While data sparsity is frequently highlighted by some OLAP vendors as a deciding factor in OLAP architectures, the differences between vendor implementations of sparsity management is minor compared to the more significant data explosion caused by pre-calculating too many aggregates. Analysis services gets round this problem by determining which aggregations provide the greatest performance improvements and also allows the database administrator trade off between system speed and disk space required to manage aggregations through the storage design wizard.
To ensure that the OLAP models confirm to actual usage patterns, Analysis services optionally logs queries sent to the server and then fine tunes the set of aggregations based on these logs. The Usage based optimization Wizard allows the database Administrator to direct the Analysis services to create a new set of aggregations for all queries that take longer than ‘n’ seconds to answer.
It is critical to optimally design and store a number and variety of cubes for data analysis is large scale data warehouses. While designing these cubes Analysis Services prompts the users to make important decisions about the storage mode and the level of aggregation of cubes. Since cubes contain a large number of aggregations and data in multidimensional structures, they require substantial storage. Storage and aggregation options can be made using the Storage Design Wizard or the Usage Based Optimization Wizard or an explicit filter can be defined to restrict the source data that is read into the cube while using any of the storage modes available in Analysis services.
Relational OLAP stores fact data and aggregations in the relational database server.

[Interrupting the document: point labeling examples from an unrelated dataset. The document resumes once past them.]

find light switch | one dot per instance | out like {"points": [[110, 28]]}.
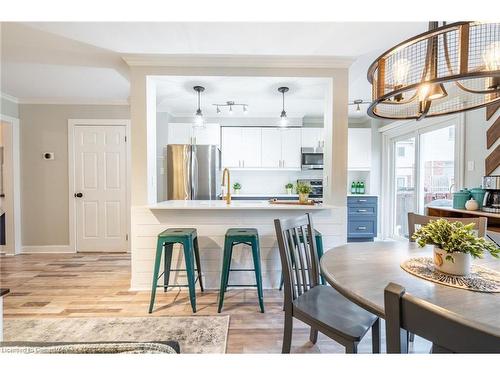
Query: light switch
{"points": [[48, 156]]}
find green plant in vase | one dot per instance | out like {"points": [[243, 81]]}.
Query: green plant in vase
{"points": [[455, 244], [236, 187], [303, 190]]}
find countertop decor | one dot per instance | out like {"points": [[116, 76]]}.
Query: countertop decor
{"points": [[480, 279]]}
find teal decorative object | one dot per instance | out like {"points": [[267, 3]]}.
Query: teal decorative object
{"points": [[460, 197], [478, 195]]}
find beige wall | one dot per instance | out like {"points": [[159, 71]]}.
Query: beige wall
{"points": [[44, 184], [9, 108]]}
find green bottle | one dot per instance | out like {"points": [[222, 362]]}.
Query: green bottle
{"points": [[362, 188]]}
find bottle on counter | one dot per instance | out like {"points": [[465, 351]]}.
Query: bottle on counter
{"points": [[361, 188], [353, 188]]}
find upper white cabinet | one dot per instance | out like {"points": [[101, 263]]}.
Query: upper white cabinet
{"points": [[261, 147], [359, 148], [271, 148], [290, 148], [241, 147], [185, 133], [313, 137]]}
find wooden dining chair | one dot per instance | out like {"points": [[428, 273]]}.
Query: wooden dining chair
{"points": [[319, 306], [448, 332], [415, 219]]}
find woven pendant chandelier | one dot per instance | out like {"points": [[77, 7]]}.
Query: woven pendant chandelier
{"points": [[448, 69]]}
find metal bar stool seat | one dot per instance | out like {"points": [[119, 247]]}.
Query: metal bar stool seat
{"points": [[236, 236], [188, 238]]}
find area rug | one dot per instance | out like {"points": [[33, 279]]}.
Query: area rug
{"points": [[195, 334]]}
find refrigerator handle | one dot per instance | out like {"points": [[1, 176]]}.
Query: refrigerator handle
{"points": [[187, 178]]}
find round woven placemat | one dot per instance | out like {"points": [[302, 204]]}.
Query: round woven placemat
{"points": [[481, 279]]}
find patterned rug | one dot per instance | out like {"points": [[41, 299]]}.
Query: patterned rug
{"points": [[196, 334], [481, 279]]}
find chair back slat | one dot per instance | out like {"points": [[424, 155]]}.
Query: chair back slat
{"points": [[415, 219], [449, 332], [298, 256]]}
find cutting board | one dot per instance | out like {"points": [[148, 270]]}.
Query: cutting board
{"points": [[296, 203]]}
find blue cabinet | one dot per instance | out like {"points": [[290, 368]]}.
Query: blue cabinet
{"points": [[361, 218]]}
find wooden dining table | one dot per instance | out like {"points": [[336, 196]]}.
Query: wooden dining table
{"points": [[361, 271]]}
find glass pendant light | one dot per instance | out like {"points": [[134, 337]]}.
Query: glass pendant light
{"points": [[198, 117], [283, 116]]}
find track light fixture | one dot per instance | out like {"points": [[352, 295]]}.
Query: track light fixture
{"points": [[231, 104]]}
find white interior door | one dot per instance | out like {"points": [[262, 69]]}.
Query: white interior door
{"points": [[100, 188]]}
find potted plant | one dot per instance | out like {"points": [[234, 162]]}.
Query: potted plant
{"points": [[303, 190], [236, 187], [455, 244]]}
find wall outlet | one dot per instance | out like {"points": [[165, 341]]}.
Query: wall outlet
{"points": [[48, 156]]}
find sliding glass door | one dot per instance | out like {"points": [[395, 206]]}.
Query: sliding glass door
{"points": [[423, 169], [404, 183]]}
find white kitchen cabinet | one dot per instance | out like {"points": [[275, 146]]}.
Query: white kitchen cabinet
{"points": [[313, 137], [271, 148], [359, 148], [231, 147], [186, 133], [290, 148], [251, 147]]}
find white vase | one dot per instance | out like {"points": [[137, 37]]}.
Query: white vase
{"points": [[459, 264]]}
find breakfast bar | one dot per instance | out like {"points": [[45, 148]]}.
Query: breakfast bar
{"points": [[212, 218]]}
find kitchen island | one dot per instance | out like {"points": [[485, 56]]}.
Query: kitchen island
{"points": [[212, 219]]}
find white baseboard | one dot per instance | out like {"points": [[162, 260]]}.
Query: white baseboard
{"points": [[47, 249]]}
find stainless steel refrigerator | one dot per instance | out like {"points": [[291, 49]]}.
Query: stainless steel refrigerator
{"points": [[192, 172]]}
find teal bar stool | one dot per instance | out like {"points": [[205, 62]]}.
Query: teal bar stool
{"points": [[319, 250], [188, 238], [236, 236]]}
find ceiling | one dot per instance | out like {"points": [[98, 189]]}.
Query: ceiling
{"points": [[305, 98], [81, 61]]}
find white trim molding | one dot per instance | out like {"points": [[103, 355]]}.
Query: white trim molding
{"points": [[73, 101], [13, 218], [8, 97], [238, 61], [47, 249], [72, 123]]}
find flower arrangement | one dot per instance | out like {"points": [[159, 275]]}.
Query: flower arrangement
{"points": [[454, 237]]}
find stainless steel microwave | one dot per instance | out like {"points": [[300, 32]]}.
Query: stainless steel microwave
{"points": [[312, 158]]}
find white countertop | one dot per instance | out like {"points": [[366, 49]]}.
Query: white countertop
{"points": [[235, 205]]}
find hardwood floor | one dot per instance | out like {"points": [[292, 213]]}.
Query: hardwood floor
{"points": [[97, 284]]}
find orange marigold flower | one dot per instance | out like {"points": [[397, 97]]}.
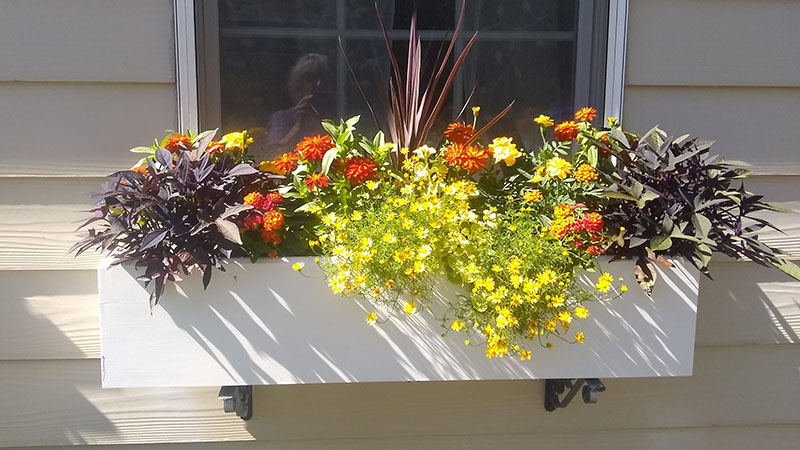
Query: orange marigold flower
{"points": [[273, 220], [141, 170], [316, 180], [359, 169], [470, 158], [271, 236], [593, 222], [567, 131], [560, 227], [253, 220], [586, 114], [458, 133], [313, 148], [595, 250], [562, 211], [286, 163], [585, 173], [177, 142]]}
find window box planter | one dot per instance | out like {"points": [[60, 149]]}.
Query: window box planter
{"points": [[263, 323]]}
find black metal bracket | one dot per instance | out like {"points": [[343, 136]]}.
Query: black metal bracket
{"points": [[238, 399], [555, 387]]}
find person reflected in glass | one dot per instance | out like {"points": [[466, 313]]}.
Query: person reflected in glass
{"points": [[309, 88]]}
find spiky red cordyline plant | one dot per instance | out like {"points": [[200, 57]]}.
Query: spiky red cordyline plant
{"points": [[413, 109]]}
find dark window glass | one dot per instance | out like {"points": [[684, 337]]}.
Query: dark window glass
{"points": [[280, 70]]}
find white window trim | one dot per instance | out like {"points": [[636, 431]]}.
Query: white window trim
{"points": [[186, 61]]}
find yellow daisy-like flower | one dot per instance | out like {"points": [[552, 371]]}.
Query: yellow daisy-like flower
{"points": [[457, 325], [505, 150], [544, 121], [604, 282], [558, 167]]}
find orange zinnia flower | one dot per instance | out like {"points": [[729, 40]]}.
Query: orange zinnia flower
{"points": [[359, 169], [458, 133], [567, 131], [273, 220], [470, 158], [313, 148], [315, 180], [585, 114], [177, 142], [286, 163], [585, 173]]}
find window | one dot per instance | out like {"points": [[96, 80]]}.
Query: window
{"points": [[275, 67]]}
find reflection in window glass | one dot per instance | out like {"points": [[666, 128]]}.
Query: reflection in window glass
{"points": [[281, 70]]}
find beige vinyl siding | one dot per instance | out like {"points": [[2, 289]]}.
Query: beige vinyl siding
{"points": [[91, 78]]}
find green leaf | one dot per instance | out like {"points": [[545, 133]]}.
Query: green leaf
{"points": [[328, 158], [701, 224], [658, 243]]}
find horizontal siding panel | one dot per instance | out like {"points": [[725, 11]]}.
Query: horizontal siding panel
{"points": [[87, 40], [76, 129], [713, 43], [728, 438], [54, 314], [60, 403], [754, 125]]}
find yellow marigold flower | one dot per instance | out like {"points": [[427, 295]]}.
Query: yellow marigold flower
{"points": [[532, 196], [604, 282], [585, 173], [372, 318], [544, 121], [457, 325], [558, 167], [505, 150], [562, 211]]}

Multidimensional OLAP stores fact data and aggregations in the Analysis server in a multidimensional format. Hybrid OLAP stores fact data in the relational database server, and aggregations are stored on the Analysis server in an optimized multidimensional format.
MOLAP storage takes up more space than HOLAP or ROLAP as the MOLAP storage does not contain a copy of original fact data and dimensions. Aggregation calculations also increase the disk space required. Linked cubes use the aggregations of its source cube (which is stored on another Analysis Server) and has no data storage requirements of its own. Real-time cubes use the relational database for real-time OLAP. It requires no additional storage space as all aggregations are performed in real time. Virtual cubes also requires no storage space as they draw their fact data and aggregations from different source tables already existing in the Analysis server to present a view of the data to the user.